Thoughts on the childhood home

Image: Kazi Tahsin Agaz Apurbo

Often in conversations people bring up the difference between the words "home" and "house", or in our case, the difference between "bari" and "basha".

In my teens and as a young adult, I found it difficult to make out the differences. But now as a mother of two young boys, with a few experiences behind me, I have decided to sit down and write of the differences that make my childhood house a home and everything in between a house.

My house on busy Eskaton Road is where I was born some 40 years back, where I have spent my entire childhood with over 15 relatives, where all the happiness I have known is concentrated.

In the four-storey, white house located in the capital, we used to live on the first two floors, complete with seven bedrooms, a big hall, a dining room, a living room, and my favourite place of all, an open terrace. Here, we played hide-and-seek, ful toka, ranna-bati, with my sisters, cousins and aunts, everyone in tow.

The terrace was big enough to house a beautiful garden, which was surrounded by large trees like coconut, bay leaf, betel nut, jackfruit, lychee, guava and jamrul. Under the shadow of the trees, my dada (grandfather) used to sit on a chair to spend time before lunch. Dadi sometimes kept him company, but on most days, she was always busy with something or the other, like cutting vegetables or cleaning rice.   

I hardly remember having lunch or dinner without guests, which would mean both my maternal and paternal relatives. The mood in the house was always festive, especially if it was Thursday. All our aunts and cousins would stay the night at our house. Amma sometimes had to send my choto kaka and his gang to the rooftop as the house was full.  

In that house, there was never any way to get some studying done, which was a great relief for me as I was the classic "fakibaaj". My mother would make calls to all the relatives to ensure nobody visited after I got my exam routine. But that surprisingly never stopped anyone from coming to our house anyway.

Every activity in that house was a public affair. Afternoon tea would be served on the terrace where all the family members would gather and sit on shitolpati (mat) and engage in raucous adda.

These were times when we had no generators or IPS, not even a charger. We used candles and hariken during power cuts, or as we Bangladeshis call it, loadshedding. As soon as the electricity went off, we would close our books and move to the terrace.  We particularly loved power cuts after 10 pm because that was when baba would sit with us and recite his favourite poems. The one I most vividly remember now is "Kobor" by Palli Kabi Jashimuddin.  With tears in his eyes, he would recite the seminal poem. A mysterious feeling would grip us when we saw him like this.

Till the age of three, I slept in the same room as my parents. But once, two of my sisters got married, my younger sibling and I finally got the chance to shift to one of the biggest rooms of the house.
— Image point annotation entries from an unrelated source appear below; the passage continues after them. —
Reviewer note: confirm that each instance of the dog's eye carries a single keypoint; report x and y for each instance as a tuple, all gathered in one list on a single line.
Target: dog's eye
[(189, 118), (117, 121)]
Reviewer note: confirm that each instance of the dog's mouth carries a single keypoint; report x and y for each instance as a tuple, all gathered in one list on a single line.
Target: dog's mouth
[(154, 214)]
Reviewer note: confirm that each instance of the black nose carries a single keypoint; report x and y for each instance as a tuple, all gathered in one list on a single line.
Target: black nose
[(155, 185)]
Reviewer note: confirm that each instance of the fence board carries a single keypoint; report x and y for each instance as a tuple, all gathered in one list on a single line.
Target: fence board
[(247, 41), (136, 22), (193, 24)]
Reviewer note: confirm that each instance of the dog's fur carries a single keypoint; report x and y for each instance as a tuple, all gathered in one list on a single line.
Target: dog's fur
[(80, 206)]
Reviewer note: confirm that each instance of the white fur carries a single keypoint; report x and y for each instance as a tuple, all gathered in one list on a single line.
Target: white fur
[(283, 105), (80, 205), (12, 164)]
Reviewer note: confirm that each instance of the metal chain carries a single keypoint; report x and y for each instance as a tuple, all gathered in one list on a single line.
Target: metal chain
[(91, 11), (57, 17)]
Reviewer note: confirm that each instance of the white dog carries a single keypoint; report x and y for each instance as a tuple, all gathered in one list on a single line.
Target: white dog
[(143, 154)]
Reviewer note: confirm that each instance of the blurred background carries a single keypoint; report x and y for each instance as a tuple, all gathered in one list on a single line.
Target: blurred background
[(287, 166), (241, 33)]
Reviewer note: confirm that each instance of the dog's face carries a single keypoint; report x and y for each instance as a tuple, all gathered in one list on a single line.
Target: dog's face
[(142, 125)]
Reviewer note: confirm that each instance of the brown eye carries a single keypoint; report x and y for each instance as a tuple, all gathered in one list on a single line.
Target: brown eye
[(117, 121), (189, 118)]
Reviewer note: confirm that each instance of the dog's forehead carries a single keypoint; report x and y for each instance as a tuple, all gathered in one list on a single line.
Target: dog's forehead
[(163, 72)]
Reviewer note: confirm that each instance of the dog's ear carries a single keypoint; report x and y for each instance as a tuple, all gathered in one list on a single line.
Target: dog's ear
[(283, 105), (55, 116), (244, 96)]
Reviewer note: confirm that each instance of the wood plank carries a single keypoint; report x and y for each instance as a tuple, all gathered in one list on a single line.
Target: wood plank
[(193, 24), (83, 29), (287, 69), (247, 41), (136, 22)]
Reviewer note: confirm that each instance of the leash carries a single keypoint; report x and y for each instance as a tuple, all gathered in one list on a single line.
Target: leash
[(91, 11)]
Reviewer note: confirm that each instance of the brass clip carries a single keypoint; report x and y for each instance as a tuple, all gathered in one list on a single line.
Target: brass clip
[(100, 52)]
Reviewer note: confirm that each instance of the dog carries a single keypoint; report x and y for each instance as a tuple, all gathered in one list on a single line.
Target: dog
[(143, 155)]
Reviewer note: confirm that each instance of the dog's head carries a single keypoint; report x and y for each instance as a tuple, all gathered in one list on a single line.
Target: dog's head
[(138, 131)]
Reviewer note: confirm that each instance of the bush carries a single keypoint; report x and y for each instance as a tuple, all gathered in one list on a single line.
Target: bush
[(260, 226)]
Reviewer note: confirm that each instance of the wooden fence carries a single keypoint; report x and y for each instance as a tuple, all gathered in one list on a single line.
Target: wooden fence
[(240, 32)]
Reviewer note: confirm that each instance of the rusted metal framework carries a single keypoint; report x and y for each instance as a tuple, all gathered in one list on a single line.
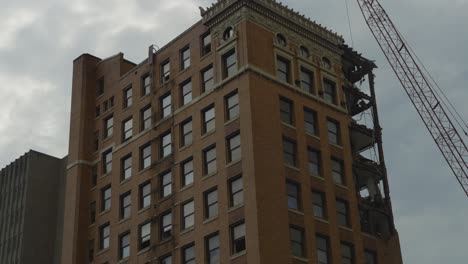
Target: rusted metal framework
[(428, 103)]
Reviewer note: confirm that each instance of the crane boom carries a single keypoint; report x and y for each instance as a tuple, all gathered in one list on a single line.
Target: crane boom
[(420, 90)]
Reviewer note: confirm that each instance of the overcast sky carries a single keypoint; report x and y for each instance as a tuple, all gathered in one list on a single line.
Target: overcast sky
[(40, 39)]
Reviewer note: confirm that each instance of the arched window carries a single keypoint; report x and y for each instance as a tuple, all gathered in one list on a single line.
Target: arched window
[(305, 52), (326, 62), (281, 39), (228, 33)]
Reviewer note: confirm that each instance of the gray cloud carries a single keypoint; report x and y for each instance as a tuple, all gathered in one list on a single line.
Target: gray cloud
[(40, 39)]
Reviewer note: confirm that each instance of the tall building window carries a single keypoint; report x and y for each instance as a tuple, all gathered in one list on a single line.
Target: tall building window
[(289, 152), (107, 161), (126, 164), (166, 225), (238, 238), (145, 195), (105, 198), (185, 58), (310, 119), (108, 126), (234, 148), (212, 249), (188, 213), (104, 236), (296, 237), (165, 71), (145, 156), (209, 160), (307, 80), (294, 193), (342, 213), (92, 212), (322, 249), (318, 205), (208, 119), (283, 71), (236, 190), (127, 129), (207, 78), (166, 145), (144, 237), (91, 251), (165, 259), (186, 92), (314, 162), (206, 43), (211, 203), (166, 184), (347, 253), (188, 254), (187, 172), (229, 63), (333, 132), (125, 205), (100, 86), (124, 246), (146, 84), (329, 91), (232, 106), (370, 257), (186, 135), (166, 105), (287, 111), (128, 97), (145, 118), (337, 172)]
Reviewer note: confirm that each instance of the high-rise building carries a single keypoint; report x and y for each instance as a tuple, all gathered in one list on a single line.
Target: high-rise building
[(31, 209), (234, 143)]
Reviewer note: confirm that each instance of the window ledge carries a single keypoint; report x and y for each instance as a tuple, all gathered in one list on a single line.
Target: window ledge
[(347, 228), (126, 180), (318, 177), (288, 125), (232, 120), (207, 134), (295, 211), (325, 221), (187, 230), (123, 220), (209, 175), (232, 163), (184, 147), (144, 209), (313, 136), (292, 167), (144, 250), (102, 251), (235, 207), (188, 186), (104, 212), (240, 254), (211, 219), (302, 259), (335, 145)]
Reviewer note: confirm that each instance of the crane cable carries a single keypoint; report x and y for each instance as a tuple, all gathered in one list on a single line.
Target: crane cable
[(444, 99), (349, 23)]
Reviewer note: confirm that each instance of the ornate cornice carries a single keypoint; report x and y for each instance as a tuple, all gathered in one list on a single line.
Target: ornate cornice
[(275, 11)]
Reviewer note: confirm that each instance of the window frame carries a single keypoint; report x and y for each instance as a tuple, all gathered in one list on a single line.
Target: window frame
[(229, 69), (232, 148), (206, 163), (208, 205)]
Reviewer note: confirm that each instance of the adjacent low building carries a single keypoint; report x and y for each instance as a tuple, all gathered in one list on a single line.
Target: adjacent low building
[(31, 209)]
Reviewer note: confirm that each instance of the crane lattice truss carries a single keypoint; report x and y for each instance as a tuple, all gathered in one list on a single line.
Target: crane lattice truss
[(419, 89)]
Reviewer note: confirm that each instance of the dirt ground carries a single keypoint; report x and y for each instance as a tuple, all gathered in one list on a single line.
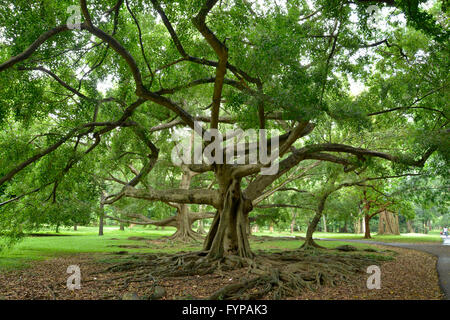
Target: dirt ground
[(412, 275)]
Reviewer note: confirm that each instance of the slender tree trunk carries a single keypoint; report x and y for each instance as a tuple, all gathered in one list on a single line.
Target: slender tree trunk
[(367, 227), (293, 222), (201, 227), (101, 217), (309, 242)]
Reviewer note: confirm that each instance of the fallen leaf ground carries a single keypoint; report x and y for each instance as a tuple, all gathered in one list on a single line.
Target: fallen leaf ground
[(412, 275)]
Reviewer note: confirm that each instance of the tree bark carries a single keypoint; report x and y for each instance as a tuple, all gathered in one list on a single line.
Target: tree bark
[(367, 226), (309, 242), (101, 216), (409, 226), (228, 232)]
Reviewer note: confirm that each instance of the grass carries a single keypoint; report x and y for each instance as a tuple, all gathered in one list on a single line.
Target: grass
[(86, 240), (432, 236)]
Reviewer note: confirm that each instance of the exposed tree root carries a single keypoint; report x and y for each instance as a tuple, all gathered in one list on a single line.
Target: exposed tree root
[(269, 275)]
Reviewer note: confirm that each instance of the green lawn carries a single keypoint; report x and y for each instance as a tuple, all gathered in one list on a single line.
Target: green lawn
[(86, 240), (432, 236)]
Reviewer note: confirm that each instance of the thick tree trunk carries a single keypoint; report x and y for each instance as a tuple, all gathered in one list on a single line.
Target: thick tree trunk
[(184, 231), (367, 227), (228, 232), (293, 222)]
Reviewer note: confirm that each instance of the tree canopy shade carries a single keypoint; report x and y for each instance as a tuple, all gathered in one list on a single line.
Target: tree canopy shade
[(93, 107)]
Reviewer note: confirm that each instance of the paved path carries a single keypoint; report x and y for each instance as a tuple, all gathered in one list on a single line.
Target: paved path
[(442, 251)]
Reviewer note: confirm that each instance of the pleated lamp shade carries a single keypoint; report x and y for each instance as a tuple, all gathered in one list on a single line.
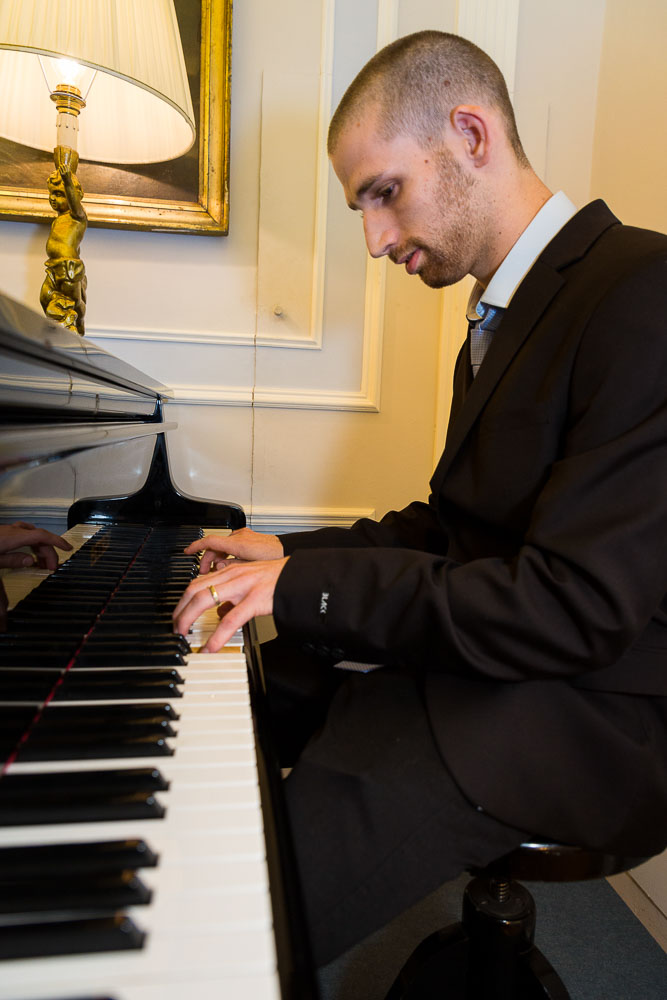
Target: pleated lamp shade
[(138, 109)]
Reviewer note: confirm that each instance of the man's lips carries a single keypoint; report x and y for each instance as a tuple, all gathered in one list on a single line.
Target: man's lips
[(411, 261)]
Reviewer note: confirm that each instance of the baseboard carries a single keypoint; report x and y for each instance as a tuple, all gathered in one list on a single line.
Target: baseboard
[(648, 914), (281, 520)]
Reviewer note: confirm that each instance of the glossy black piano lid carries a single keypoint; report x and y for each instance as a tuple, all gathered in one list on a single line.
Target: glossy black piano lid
[(93, 422), (56, 387)]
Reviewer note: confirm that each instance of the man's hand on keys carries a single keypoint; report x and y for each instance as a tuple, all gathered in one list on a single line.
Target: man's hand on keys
[(238, 572)]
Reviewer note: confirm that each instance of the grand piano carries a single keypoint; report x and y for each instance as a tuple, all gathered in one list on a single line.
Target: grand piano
[(144, 848)]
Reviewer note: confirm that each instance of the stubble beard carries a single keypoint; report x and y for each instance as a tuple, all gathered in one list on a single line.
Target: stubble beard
[(449, 248)]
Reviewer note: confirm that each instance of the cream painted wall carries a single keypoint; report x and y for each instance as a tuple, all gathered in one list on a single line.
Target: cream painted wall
[(350, 383), (628, 170), (630, 150)]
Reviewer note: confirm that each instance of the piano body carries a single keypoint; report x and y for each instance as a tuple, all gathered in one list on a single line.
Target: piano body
[(144, 850)]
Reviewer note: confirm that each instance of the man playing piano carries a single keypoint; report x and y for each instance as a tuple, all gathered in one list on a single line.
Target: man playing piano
[(15, 541), (519, 617)]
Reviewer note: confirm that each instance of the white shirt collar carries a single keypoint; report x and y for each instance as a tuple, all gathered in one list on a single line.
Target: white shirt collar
[(541, 230)]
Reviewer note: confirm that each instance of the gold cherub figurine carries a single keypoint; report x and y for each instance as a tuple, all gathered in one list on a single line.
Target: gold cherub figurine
[(63, 293)]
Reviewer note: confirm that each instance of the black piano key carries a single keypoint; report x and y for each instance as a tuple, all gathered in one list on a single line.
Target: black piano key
[(95, 856), (52, 729), (86, 808), (58, 893), (94, 748), (69, 937), (56, 785), (106, 714), (110, 684), (157, 654)]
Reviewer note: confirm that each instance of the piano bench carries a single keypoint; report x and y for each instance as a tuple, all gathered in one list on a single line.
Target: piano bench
[(490, 954)]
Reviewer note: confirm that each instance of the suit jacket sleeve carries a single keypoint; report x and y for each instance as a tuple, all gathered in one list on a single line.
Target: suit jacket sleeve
[(415, 527), (591, 568)]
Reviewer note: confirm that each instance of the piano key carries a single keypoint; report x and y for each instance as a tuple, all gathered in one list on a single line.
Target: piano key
[(93, 857), (66, 892), (68, 937), (212, 866)]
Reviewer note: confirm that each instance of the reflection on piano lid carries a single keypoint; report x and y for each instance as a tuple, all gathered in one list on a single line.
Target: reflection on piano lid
[(140, 802)]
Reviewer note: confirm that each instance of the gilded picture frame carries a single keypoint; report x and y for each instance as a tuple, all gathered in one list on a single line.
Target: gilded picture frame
[(187, 195)]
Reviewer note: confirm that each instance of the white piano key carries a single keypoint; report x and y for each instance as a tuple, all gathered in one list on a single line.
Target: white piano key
[(209, 923)]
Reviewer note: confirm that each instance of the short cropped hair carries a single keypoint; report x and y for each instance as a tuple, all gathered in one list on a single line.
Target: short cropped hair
[(417, 80)]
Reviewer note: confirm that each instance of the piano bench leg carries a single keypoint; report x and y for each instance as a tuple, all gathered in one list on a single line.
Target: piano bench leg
[(489, 955)]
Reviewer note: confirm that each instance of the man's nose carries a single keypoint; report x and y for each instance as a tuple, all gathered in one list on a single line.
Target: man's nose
[(380, 237)]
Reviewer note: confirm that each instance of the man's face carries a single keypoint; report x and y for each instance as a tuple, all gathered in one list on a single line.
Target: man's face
[(420, 207)]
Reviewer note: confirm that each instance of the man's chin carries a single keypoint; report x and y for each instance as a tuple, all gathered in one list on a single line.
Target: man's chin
[(438, 279)]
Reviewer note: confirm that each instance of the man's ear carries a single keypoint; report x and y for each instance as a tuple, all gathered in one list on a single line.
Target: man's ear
[(470, 123)]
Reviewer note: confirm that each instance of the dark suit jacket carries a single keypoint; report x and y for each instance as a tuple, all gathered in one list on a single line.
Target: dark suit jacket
[(530, 591)]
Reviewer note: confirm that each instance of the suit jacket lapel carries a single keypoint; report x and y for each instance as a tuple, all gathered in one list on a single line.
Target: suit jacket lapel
[(533, 296)]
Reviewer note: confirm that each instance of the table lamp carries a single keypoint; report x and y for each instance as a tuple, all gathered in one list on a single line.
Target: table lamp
[(121, 60)]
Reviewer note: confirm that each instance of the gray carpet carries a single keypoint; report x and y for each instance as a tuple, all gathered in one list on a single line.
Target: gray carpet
[(597, 946)]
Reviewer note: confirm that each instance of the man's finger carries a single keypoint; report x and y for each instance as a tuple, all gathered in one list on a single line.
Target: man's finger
[(16, 560), (233, 620)]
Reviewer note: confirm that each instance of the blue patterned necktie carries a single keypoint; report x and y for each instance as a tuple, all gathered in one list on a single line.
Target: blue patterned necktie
[(481, 332)]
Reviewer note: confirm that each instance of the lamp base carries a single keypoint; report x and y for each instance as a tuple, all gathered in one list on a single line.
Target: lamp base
[(63, 293)]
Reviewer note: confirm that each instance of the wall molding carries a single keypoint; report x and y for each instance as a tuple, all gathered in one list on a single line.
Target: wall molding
[(213, 338), (363, 400), (278, 520)]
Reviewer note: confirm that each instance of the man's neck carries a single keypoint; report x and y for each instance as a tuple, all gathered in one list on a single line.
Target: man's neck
[(518, 204)]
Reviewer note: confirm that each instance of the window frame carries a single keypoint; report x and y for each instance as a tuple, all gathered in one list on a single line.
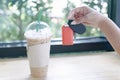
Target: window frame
[(18, 48)]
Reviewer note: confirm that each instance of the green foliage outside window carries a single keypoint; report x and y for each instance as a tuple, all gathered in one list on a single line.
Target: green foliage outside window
[(15, 15)]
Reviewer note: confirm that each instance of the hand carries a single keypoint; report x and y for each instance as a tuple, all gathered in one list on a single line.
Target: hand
[(86, 15)]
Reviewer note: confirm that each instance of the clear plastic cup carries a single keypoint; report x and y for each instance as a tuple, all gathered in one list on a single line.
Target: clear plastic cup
[(38, 36)]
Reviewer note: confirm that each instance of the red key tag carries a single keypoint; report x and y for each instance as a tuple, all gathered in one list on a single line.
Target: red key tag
[(67, 35)]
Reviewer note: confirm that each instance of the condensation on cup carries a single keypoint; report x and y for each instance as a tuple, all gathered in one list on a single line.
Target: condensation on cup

I occupied the "best" side of the room and set up my table in front of a window from where I could see the backyard of the neighbouring house, with its multitude of trees. I still cannot forget the Eucalyptus, which emanated a minty clean fragrance every time it rained.

After I married and moved in with my in-laws, who lived near by, I used to go over to our house frequently. And every time I entered my room, I got nostalgic as pictures of my childhood rushed into my mind.

Then finally, a few years back Baba called a meeting to discuss a very important issue: the reconstruction of the house. One by one, each of us tried to discourage Baba, saying he was too old to take the hassle of constructing a new house.

But was I really worried about his age? No, I said what I said because I did not want to lose my childhood home.

I never felt like going to our house anymore once Amma started packing to move to a rented house nearby. I did not go. It hurt too much.

After they shifted, my niece and nephew fell sick often. Their health deteriorated more and more. My four-year-old niece used to tell my mother, "Dadumoni chlolo amra amader ager bashay jai. Ei bashata ektu o bhalo na." My sister used to say that she was upset every evening.

After four years, the newly constructed house is now ready to move into. Everyone is relieved. I am too. For them. I can feel the joy of getting a new home.

I went to visit the new house for the first time recently. It is well-designed, with a beautiful terrace as well. But as soon as I stepped inside, I felt that it no longer belongs to me.

I got frustrated and left. I didn't say a word, but could feel an empty space in my heart. I felt like I had lost my home.

But maybe it is time for my niece and nephew and the younger generation of my family to spend their beautiful childhood and make a new home and new memories in their hearts.

Farhana Ahmed is Deputy Web Editor, The Daily Star.